Now that is a surprising conclusion. Has the NSF also rewritten the call for project proposals? If so, where is it? NSF peer review of Pentagon funding does not — and this really should be obvious — change the fact that the funding is from the Pentagon. If the funding is entirely handed over to the NSF, but the goals of the program remain the same, then once again one can say: “Big deal.”
I must confess that I was a bit mystified by this in other ways as well. I was surprised to see a critical thinker accept the idea that the NSF, whose head recently and proudly proclaimed that “securing national defense” was at the forefront of the NSF’s mission (thank you for saying so, and this is the last time I perform voluntary peer review of your grant applications, NSF), might somehow serve as a valid alternative.

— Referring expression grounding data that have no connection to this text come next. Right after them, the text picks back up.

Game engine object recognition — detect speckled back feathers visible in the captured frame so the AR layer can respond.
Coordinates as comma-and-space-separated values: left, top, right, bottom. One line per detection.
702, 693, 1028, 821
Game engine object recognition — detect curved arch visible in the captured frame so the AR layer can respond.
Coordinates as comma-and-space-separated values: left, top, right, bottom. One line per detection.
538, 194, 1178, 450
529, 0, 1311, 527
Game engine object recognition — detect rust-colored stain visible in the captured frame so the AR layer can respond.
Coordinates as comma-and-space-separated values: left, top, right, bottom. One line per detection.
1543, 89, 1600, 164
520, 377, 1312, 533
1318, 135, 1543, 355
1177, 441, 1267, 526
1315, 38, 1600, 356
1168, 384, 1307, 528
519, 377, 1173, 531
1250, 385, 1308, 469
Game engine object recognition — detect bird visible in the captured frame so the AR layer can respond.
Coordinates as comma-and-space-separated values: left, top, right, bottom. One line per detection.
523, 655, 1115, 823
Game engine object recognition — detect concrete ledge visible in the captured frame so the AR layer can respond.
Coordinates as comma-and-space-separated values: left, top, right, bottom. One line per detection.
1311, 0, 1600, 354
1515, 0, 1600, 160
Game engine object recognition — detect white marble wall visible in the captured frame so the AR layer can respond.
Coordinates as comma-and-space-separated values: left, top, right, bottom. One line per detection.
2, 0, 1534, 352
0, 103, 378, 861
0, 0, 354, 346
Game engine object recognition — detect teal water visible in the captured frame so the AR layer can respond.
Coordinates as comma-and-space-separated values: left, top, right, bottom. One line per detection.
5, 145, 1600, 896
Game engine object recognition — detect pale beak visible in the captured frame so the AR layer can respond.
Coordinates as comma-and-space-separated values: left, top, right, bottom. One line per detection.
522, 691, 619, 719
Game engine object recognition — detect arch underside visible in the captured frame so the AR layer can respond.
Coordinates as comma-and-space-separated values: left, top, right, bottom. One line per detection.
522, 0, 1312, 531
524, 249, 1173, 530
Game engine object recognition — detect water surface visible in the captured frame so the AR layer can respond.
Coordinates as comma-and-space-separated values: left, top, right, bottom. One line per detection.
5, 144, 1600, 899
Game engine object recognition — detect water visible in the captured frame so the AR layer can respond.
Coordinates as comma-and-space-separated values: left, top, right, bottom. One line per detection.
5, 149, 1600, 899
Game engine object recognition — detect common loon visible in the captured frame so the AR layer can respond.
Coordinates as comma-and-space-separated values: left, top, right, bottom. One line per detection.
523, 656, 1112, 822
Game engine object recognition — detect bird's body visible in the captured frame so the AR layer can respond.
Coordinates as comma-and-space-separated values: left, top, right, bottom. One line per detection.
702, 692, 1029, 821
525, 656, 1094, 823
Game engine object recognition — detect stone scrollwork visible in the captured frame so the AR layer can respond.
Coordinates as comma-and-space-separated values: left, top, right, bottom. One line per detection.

Gusterson is simply trying to be reasonable and pragmatic, looking for avenues for alternative perspectives to be registered: “If we want to avoid a desert [?] Vietnam, if we want a policy debate that includes bright, knowledgeable people from the left as well as the right, we should move Minerva’s search for wisdom into the civilian sphere before it’s too late.”

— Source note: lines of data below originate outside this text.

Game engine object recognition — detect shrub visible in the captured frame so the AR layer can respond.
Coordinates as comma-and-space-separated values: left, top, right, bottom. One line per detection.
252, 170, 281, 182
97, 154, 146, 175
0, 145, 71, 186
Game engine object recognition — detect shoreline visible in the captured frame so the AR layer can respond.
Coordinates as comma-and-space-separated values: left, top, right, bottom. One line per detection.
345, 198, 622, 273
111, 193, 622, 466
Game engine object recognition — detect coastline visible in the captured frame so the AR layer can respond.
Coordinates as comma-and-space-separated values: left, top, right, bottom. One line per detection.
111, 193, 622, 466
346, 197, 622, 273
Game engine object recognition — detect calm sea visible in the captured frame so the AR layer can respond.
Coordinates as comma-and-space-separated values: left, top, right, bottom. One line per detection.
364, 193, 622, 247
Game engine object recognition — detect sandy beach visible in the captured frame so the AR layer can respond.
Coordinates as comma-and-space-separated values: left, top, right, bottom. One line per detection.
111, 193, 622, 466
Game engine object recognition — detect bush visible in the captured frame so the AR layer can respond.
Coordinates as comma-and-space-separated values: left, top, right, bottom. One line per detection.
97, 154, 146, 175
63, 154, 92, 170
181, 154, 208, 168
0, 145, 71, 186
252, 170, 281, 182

My disquiet about this approach stems from a number of sources, one of them being that on certain issues I do not compromise, and I certainly do not compromise just for the sake of it (which would be the doctrinaire and unthinking thing to do).
Second, regardless of the peer reviewers’ name tags, and the geographic coordinates of their office chairs, what remains unchanged is that this is military funded research for a national security program, whose objectives and parameters are defined and set forth by the Pentagon.
Third, I would need an explanation as to why critique of imperial expansion and the national security state must depend on funding from that same state. Forcing ourselves to be dependent? I am being honest when I say I do not understand the logic here. Thankfully, many if not most other critical thinkers around the world did not need US military funding to fuel their thinking and writing. I suspect that will continue to be the case. The problem here is when we continue to think in terms of academic business as usual — books, journal articles, conferences, research grants, all as part of a national security, or anti-national security industry.
Fourth, once more there is no questioning here of why — let me say that again, WHY — there should be such a priority placed on studying terrorism when on this planet there are far greater threats to human life and in some cases even social stability?
Such as? Such as: HIV/AIDS, famine, drought, global warming, cancer, heart disease, diabetes, alcoholism, substance abuse, Alzheimer’s, and traffic accidents — deaths from terrorist attacks are rare by contrast, and the significance given to them is the product of arbitrary political construction.
I am really disappointed to see Gusterson folding himself into the framework that has been presented to him. The peer review offered by the NSF is no “quick and easy fix,” it actually comes closer to resembling a PR stunt to mute academic criticism. Apparently it is already working that way, on some.